TITIK SATU 11 - Jauhi Raga!

3.8K 301 59
                                    

HALLO!!! HALLO!!! HALLO!!!

Ketemu lagi nih sama Cosu, Cintah!!!

Gimana kabarnya hari ini? semoga baik-baik aja ya.

Niatnya mau update semalem, nunggu Hp di cas eh malah ketiduran. Maafin ya, Cintahhh

Jam berapa dan hari apa kamu baca bagian ini?

Kalian lagi seneng atau lagi badmood nih?

Ada yang nungguin cerita ini update nggak sih?

TITIK SATU ini adalah cerita ketiga Cosu dan semoga Cintah semua suka ya!!!

Yuk bantu doa dan share cerita ini supaya sukses dan tamat sampai akhir...

Jangan lupa untuk selalu dukung Cosu dengan Vote dan Coment ya. minimal Vote deh. Belajar untuk menghargai kerja keras orang lain, OK!!!

Oiyah, Mimpi atau Cita-cita Cintah apa? yuk coret-coret disini supaya Cosu bantu doa.

Sudah siyap baca???

Skuy gasken!!!

________________________________________________________________________________

SELAMAT MEMBACA CINTAH

________________________________________________________________________________

Lo nggak bisa sebut orang dengan kata aneh hanya karena satu kekurangannya yang bahkan lo sendiri nggak tahu kalau ternyata ada banyak kelebihan dalam dirinya.

Rere menuliskan kata terakhir dari papan tulis putih didepannya ke buku bergaris yang sudah terdapat banyak catatan diatas mejanya. Rere menghembuskan nafas lega, menaruh pulpennya ditengah buku lalu menutup bukunya.

"Kok adasih orang yang suka belajar?" gumam Rere menatap lurus kearah papan tulis putih didepannya.

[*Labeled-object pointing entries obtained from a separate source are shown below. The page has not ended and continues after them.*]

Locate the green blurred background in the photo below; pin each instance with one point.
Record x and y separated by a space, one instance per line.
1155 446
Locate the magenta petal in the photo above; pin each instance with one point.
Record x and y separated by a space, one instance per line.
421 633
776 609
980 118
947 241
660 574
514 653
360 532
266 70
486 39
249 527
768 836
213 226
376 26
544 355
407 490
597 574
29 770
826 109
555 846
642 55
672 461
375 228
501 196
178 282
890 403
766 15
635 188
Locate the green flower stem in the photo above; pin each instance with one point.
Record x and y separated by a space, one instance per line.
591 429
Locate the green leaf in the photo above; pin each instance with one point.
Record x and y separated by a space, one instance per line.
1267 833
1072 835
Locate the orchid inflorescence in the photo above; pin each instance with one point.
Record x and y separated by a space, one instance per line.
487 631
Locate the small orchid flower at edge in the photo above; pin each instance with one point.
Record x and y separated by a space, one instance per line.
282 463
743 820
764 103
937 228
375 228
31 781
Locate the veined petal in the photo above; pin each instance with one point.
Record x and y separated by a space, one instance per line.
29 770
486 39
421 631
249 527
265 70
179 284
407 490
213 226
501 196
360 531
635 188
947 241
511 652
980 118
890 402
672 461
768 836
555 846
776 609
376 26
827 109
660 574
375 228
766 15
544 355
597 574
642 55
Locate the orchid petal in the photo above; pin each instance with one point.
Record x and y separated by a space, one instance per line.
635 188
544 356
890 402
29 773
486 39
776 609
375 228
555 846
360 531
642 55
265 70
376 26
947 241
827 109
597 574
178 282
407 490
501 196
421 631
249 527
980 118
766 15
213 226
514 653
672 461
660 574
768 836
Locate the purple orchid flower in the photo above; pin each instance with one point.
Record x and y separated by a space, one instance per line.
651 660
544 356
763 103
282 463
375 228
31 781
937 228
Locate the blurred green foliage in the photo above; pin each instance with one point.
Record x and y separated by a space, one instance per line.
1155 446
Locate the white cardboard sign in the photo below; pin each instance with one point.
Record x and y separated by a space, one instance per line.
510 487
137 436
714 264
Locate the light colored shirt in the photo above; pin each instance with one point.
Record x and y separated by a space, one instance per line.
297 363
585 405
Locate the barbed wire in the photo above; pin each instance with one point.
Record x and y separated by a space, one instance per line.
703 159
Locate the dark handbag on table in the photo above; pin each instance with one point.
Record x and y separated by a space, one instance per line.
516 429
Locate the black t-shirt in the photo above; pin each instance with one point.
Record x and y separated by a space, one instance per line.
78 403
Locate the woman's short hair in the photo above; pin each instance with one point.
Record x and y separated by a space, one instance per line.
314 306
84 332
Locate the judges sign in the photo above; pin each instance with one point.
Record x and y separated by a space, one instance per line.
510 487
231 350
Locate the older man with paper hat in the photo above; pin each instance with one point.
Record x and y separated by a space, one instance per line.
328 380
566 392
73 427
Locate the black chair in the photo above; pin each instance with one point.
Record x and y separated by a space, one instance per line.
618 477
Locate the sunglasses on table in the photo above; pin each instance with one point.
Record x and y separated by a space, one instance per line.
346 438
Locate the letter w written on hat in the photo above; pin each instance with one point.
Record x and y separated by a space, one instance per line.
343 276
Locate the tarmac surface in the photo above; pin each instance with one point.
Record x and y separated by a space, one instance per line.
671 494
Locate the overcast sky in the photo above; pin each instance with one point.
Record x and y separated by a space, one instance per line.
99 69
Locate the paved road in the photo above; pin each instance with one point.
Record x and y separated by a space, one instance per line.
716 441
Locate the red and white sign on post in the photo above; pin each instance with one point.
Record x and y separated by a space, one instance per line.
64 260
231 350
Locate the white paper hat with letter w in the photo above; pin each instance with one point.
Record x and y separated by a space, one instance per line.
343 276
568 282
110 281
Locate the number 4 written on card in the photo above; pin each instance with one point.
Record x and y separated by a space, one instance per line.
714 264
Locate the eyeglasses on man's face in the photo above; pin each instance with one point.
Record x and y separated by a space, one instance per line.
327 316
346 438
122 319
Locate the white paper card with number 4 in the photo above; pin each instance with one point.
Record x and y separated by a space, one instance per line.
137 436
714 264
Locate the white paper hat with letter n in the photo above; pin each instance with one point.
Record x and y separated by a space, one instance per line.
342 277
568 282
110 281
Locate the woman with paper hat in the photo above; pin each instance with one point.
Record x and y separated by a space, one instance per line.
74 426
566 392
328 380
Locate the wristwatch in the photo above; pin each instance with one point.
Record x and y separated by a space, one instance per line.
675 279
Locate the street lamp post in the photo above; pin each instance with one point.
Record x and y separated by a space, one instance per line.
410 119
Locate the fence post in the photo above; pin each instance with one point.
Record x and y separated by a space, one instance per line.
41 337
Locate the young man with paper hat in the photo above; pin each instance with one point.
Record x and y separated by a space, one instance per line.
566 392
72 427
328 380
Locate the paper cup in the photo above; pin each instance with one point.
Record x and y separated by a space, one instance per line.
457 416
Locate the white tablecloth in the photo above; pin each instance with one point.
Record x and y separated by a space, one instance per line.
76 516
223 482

"Re," panggil seseorang dari bangku didepannya. Rere yang merasa terpanggil langsung menoleh dan memusatkan atensinya dengan alis yang terangkat satu.

"Apa?" tanya Rere.

Glenca yang memutar duduknya menghadap Rere, menatapnya dengan tatapan yang sangat sulit untuk Rere artikan. Ia mengambil ponsel dari dalam saku almamater putihnya, berkutat dengan layar ponsel lalu kembali menatap Rere.

"Gue sudah kembalikan semua uang yang lo kasih, untuk gantinya lo jauhi Raga!" ucapnya tiba-tiba dengan nada tegas dan menutut.

Tidak lama, suara notifikasi yang berasal dari ponsel Rere yang ada diatas meja terdengar. Tanpa perlu melihatnya, Rere sudah tahu. Keningnya semakin berkerut bingung, "Gue nggak pernah deketin Raga," ungkap Rere.

Glenca tersenyum miring, mengejek, "Tapi lo selalu cari simpati untuk bisa deket sama dia."

Kedua tangan Rere sontak mengepal kuat, tatapannya menajam, "Maksud lo apa?"

"Berhenti bertingkah seperti orang yang paling menderita di dunia. Raga selalu bantu lo karena dia kasihan," ucapnya yang semakin menyulut emosi Rere.

Rere keluar dari mejanya, mendorong bahu Glenca, "Gue. Nggak. Semenyedihkan itu!" tekan Rere pada setiap katanya.

Glenca dengan gesit menghempas tangan Rere dari bahunya, mengusap bahunya seolah bekas sentuhan Rere adalah kotoran.